Policymakers like simple answers. Build a wall and the problem goes away. Reality is never that tidy. The southern border is a complex operational environment and the threat picture has changed. Low-cost, off-the-shelf drones have given transnational criminal organizations a capability they did not have a decade ago. That means the allocation of scarce security dollars has to change, too.
Look at what was actually spent to build physical barriers and what the system delivered. From 2017 through early 2021 several billion dollars flowed into barrier construction, and the Army Corps and DHS obligations to support barrier efforts ran into the billions. Those investments produced miles of panel and bollard fencing, but often left supporting attributes incomplete and created long-term maintenance and environmental liabilities that remain the responsibility of federal agencies. The Government Accountability Office documented these outlays and the incomplete nature of many barrier projects.
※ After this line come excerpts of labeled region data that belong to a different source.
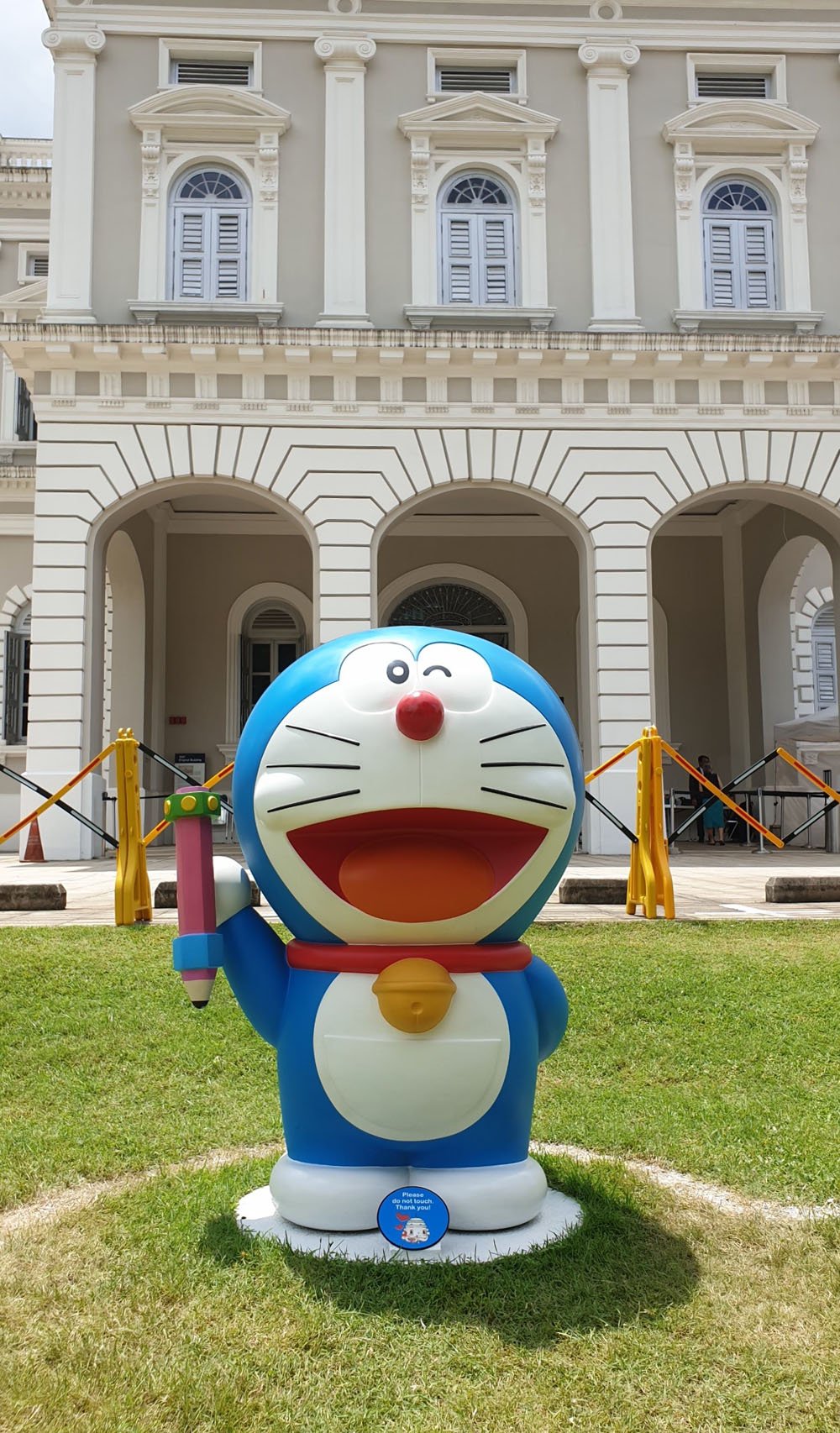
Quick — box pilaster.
[315,34,375,328]
[43,27,105,324]
[578,40,643,331]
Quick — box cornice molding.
[58,0,838,53]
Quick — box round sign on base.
[377,1184,449,1252]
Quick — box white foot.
[408,1159,548,1230]
[268,1155,408,1234]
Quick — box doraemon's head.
[234,627,584,944]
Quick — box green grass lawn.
[0,921,840,1208]
[0,921,840,1433]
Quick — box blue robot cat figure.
[190,627,584,1232]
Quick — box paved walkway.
[0,842,840,927]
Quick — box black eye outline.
[386,656,410,686]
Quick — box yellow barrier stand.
[627,727,675,920]
[113,727,152,926]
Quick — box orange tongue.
[339,832,495,921]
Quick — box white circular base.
[237,1184,584,1264]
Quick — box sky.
[0,0,53,139]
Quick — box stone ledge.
[155,881,262,910]
[764,874,840,905]
[558,875,627,905]
[0,883,67,910]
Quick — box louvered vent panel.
[747,270,769,308]
[487,264,511,304]
[696,73,769,99]
[711,270,735,308]
[437,65,516,95]
[175,60,251,86]
[449,264,473,304]
[181,213,203,251]
[179,260,203,298]
[217,260,239,298]
[251,607,298,633]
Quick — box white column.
[43,29,105,324]
[722,517,753,775]
[589,521,652,857]
[315,34,375,328]
[578,40,643,331]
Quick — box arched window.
[239,602,305,729]
[440,175,517,304]
[811,602,837,712]
[3,602,32,747]
[387,582,511,646]
[702,179,779,309]
[172,169,248,302]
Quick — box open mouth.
[288,808,548,923]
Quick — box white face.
[254,641,575,944]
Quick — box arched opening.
[89,479,312,791]
[103,530,146,743]
[377,483,589,748]
[651,485,840,814]
[169,165,249,302]
[438,173,519,304]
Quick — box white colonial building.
[0,0,840,855]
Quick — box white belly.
[312,974,511,1141]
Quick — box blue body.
[207,627,584,1168]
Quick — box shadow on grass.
[202,1169,700,1348]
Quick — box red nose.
[397,692,443,741]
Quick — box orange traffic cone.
[23,816,46,861]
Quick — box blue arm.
[219,905,288,1045]
[525,956,569,1060]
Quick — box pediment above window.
[129,85,291,139]
[397,90,560,148]
[662,100,820,155]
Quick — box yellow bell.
[373,958,456,1035]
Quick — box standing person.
[700,757,724,846]
[688,757,711,846]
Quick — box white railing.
[0,138,53,169]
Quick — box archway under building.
[651,483,840,831]
[377,481,591,748]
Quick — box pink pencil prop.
[164,787,223,1010]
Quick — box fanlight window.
[702,179,777,309]
[172,169,248,302]
[387,582,511,646]
[239,602,305,727]
[440,175,516,304]
[811,602,837,712]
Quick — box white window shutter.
[706,219,738,308]
[213,209,245,298]
[443,213,477,304]
[743,219,775,308]
[480,213,515,304]
[175,209,209,298]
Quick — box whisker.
[481,787,569,811]
[481,761,566,771]
[265,761,361,771]
[286,722,361,747]
[479,721,548,747]
[265,787,361,816]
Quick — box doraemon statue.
[203,627,584,1231]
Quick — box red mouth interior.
[288,808,548,923]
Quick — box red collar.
[286,940,532,976]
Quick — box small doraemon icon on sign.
[377,1185,449,1250]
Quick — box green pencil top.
[164,787,221,821]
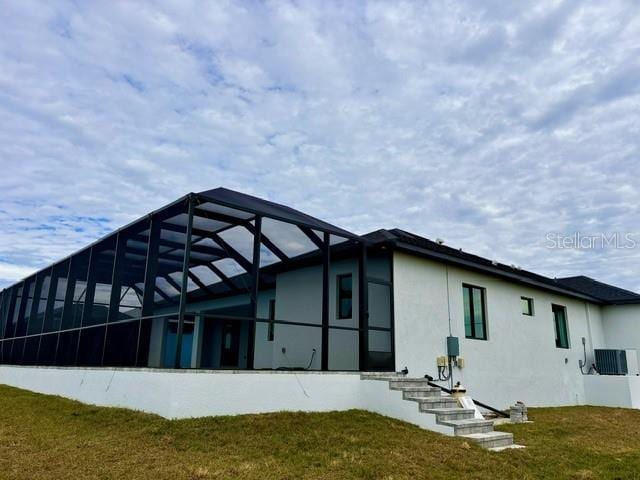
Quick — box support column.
[247,216,262,370]
[358,243,369,371]
[174,195,195,368]
[320,232,331,370]
[136,216,163,367]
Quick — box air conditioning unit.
[594,349,628,375]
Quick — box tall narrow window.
[551,305,569,348]
[267,298,276,342]
[462,285,487,340]
[337,273,353,319]
[520,297,533,317]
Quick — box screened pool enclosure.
[0,188,394,370]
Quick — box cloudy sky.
[0,0,640,290]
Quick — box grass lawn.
[0,385,640,480]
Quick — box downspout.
[444,264,453,336]
[584,302,593,371]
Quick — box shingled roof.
[557,275,640,304]
[364,228,640,304]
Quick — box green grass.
[0,386,640,480]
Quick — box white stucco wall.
[394,253,605,408]
[602,305,640,350]
[584,375,640,408]
[0,365,362,418]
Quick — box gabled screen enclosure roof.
[1,187,364,291]
[197,187,358,239]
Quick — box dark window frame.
[520,295,536,317]
[551,303,571,350]
[336,273,353,320]
[267,298,276,342]
[462,283,489,341]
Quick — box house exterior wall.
[0,365,362,418]
[393,252,605,408]
[602,305,640,350]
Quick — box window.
[520,297,533,317]
[462,285,487,340]
[337,273,353,319]
[551,305,569,348]
[267,299,276,342]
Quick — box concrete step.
[436,418,493,436]
[400,387,448,400]
[420,405,475,423]
[459,432,513,448]
[405,395,459,408]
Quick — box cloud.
[0,0,640,289]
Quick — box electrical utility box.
[594,349,628,375]
[447,337,460,357]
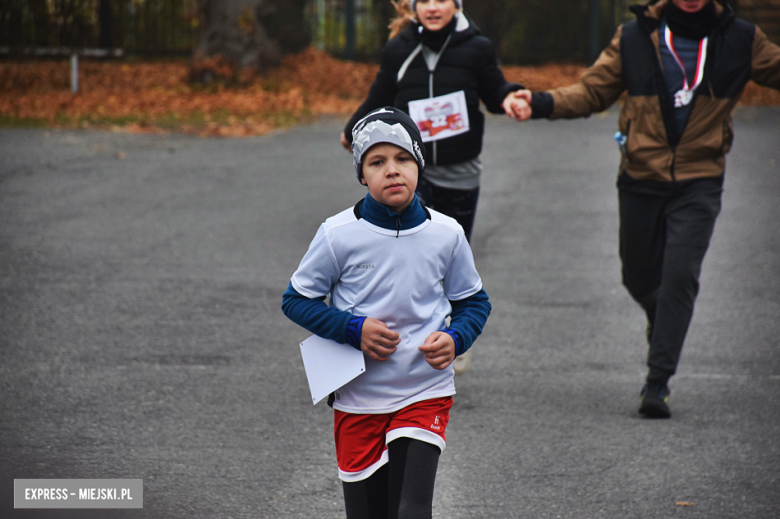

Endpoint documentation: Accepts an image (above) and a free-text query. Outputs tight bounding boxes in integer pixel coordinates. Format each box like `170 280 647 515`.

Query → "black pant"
619 179 723 384
342 438 441 519
417 177 479 242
Now look at the operational problem on the ground. In congressional testimony earlier this year the Rio Grande Valley chief patrol agent described a surge in small unmanned aircraft activity: one sector reported more than 10,000 incursions and tens of thousands of detections over a one-year period, and the adversary ecosystem was assessed to hold many times the drone inventory of Border Patrol in that area. That is not an abstract risk. It is a persistent operational pressure point that degrades situational awareness and gives smugglers the ability to scout, guide loads, and in some cases deliver contraband.
The legal and programmatic frameworks are in place to act. Congress authorized limited counter-UAS authorities in the FAA Reauthorization Act of 2018 so that DOJ and DHS can take mitigation actions against credible UAS threats where necessary. DHS has a Science and Technology counter-UAS program that evaluates detection and mitigation technologies and runs pilots to inform component requirements. Those authorities and programs provide a lawful pathway to deploy counter-drone capabilities where they will have operational effect.
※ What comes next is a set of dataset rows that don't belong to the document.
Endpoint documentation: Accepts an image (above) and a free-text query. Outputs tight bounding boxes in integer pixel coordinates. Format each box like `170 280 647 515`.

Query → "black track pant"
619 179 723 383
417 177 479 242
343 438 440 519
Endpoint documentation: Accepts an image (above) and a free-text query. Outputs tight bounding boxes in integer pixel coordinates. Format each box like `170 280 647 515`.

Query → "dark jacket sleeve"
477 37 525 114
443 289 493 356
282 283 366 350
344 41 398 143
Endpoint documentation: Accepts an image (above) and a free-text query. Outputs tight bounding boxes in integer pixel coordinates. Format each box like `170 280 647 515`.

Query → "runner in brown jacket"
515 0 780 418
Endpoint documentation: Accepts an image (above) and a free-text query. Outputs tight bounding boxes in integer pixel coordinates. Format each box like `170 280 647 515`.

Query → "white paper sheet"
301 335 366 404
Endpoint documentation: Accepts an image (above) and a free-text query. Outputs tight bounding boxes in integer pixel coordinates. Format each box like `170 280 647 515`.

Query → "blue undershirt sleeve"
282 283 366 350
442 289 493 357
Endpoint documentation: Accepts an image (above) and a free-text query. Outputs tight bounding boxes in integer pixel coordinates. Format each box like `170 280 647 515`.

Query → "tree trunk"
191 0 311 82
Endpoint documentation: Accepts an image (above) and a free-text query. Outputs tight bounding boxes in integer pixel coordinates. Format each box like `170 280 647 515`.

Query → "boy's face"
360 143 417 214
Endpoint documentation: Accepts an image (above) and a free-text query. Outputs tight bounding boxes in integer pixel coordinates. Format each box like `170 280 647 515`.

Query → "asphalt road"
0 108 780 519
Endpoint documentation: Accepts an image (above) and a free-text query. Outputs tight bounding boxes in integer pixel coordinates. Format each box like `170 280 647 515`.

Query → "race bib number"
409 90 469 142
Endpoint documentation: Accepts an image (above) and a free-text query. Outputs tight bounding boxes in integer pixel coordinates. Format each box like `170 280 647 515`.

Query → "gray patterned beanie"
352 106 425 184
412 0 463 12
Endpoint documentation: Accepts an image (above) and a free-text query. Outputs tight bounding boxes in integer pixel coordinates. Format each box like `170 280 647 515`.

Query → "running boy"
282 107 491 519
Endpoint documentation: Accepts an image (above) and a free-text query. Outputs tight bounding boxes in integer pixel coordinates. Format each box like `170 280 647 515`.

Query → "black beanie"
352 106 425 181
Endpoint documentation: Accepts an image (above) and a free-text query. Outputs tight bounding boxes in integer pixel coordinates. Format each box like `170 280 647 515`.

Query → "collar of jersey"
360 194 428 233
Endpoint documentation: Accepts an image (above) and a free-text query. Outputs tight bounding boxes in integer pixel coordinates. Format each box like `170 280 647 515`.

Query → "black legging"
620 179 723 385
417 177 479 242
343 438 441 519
So the choice is not wall or tech in some binary way. But when you compare the two as investments you need to be honest about marginal utility. A border barrier is a fixed capital asset optimized for interdiction by geography and manpower patterns that were true at the time of design. Where terrain makes building feasible and where a barrier complements patrol tactics it still has value. But once built it is static. It does not adapt when adversaries change tactics, buy inexpensive drones, or start surveilling your positions from the air.
Counter-UAS investments buy agility. Detection networks, RF and radar sensors, electro-optical/IR cameras, and surgical mitigation tools can be staged, moved, and scaled to match shifting threat corridors. They produce intelligence value beyond immediate mitigation: captured or forensically analyzed UAS yield insight into routes, payloads, and operator behavior. Agencies like the FAA and DHS have already begun testing and certifying systems for detection and mitigation at sensitive sites including airports, which proves the concept for controlled, modular deployments.
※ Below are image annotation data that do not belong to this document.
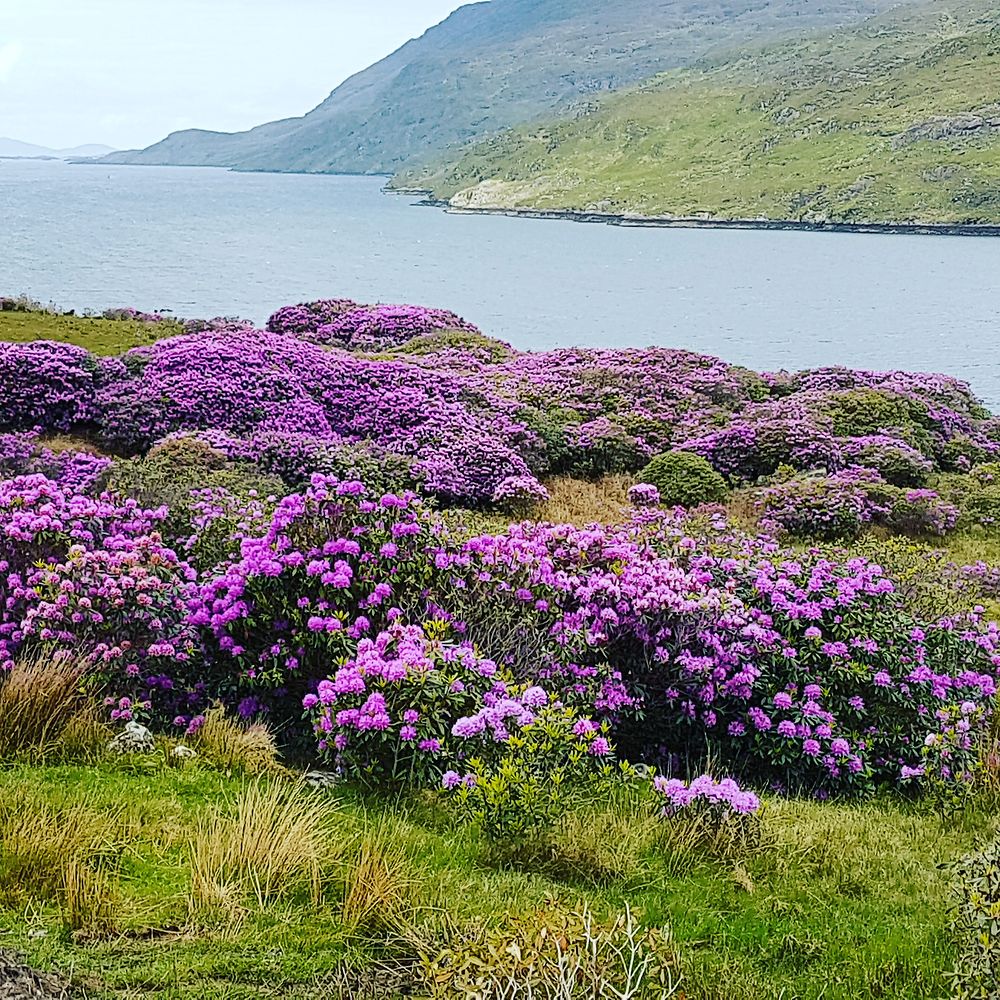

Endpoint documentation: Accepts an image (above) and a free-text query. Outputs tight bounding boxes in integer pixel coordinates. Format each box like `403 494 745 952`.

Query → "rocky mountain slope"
108 0 913 173
396 0 1000 223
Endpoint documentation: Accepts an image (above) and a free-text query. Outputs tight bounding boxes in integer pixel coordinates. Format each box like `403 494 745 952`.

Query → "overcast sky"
0 0 472 149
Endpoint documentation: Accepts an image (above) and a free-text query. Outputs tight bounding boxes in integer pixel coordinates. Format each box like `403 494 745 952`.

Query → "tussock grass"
544 796 663 885
0 312 181 355
0 761 1000 1000
190 780 332 915
535 476 633 525
0 656 92 760
340 826 418 934
0 791 120 898
63 858 118 938
192 706 282 776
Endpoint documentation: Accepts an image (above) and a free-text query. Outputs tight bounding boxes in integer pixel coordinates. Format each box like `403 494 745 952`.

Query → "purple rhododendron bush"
0 299 1000 820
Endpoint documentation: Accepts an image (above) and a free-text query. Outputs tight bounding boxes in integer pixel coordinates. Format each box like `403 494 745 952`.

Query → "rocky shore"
385 187 1000 236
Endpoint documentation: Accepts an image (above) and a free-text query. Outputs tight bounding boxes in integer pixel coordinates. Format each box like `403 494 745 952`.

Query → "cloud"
0 42 24 83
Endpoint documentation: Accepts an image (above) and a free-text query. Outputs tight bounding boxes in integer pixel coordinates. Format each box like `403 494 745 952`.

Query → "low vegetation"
402 0 1000 224
0 290 1000 1000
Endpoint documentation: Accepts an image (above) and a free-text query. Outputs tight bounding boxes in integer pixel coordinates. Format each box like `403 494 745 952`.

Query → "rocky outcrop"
892 105 1000 149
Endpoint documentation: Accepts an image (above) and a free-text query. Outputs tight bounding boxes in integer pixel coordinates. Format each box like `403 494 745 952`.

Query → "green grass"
398 0 1000 223
0 763 998 1000
0 312 181 355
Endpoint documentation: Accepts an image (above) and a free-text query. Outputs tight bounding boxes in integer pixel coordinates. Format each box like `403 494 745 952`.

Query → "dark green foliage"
938 435 991 472
104 452 288 543
951 840 1000 1000
825 389 926 437
637 451 728 507
389 330 513 365
101 0 908 173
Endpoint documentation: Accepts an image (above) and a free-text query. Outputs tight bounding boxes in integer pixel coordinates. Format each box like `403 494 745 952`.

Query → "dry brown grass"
62 858 118 938
0 656 92 759
535 476 633 525
190 781 332 916
192 706 282 776
341 830 417 934
0 792 120 897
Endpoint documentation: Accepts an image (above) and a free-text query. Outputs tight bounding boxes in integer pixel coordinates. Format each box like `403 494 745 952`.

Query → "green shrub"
445 704 615 860
104 450 288 543
415 901 681 1000
938 434 990 472
637 451 728 507
951 840 1000 1000
824 389 927 437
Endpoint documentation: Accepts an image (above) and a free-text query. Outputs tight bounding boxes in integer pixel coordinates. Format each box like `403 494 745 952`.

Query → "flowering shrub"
755 468 890 540
0 340 100 430
493 476 549 516
885 490 961 537
0 476 204 718
442 700 613 853
191 475 442 728
841 434 934 486
0 292 1000 808
0 431 111 493
309 306 479 351
303 622 505 786
653 774 760 817
639 451 728 507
That agility comes with caveats. Counter-UAS is not a one-time purchase. It requires sustainment budgets, trained operators, rules of engagement, spectrum management, interagency agreements, and lawful authorities to mitigate threats without collateral harm to aviation and civil liberties. Those are solvable problems, but they are operational and policy problems, not reasons to ignore the capability.
Decision-makers also need a simple cost reality check. Border barriers required billions up front and carry lifecycle costs that are often undercounted in political debates. Counter-UAS arrays can be fielded incrementally, focused on priority sectors, and upgraded iteratively as threats evolve. From a pure budgetary perspective, investing a portion of the funds that go to new physical barriers into a robust detection and mitigation architecture across priority sectors will deliver more immediate operational returns against the dominant asymmetric threat vectors we see today.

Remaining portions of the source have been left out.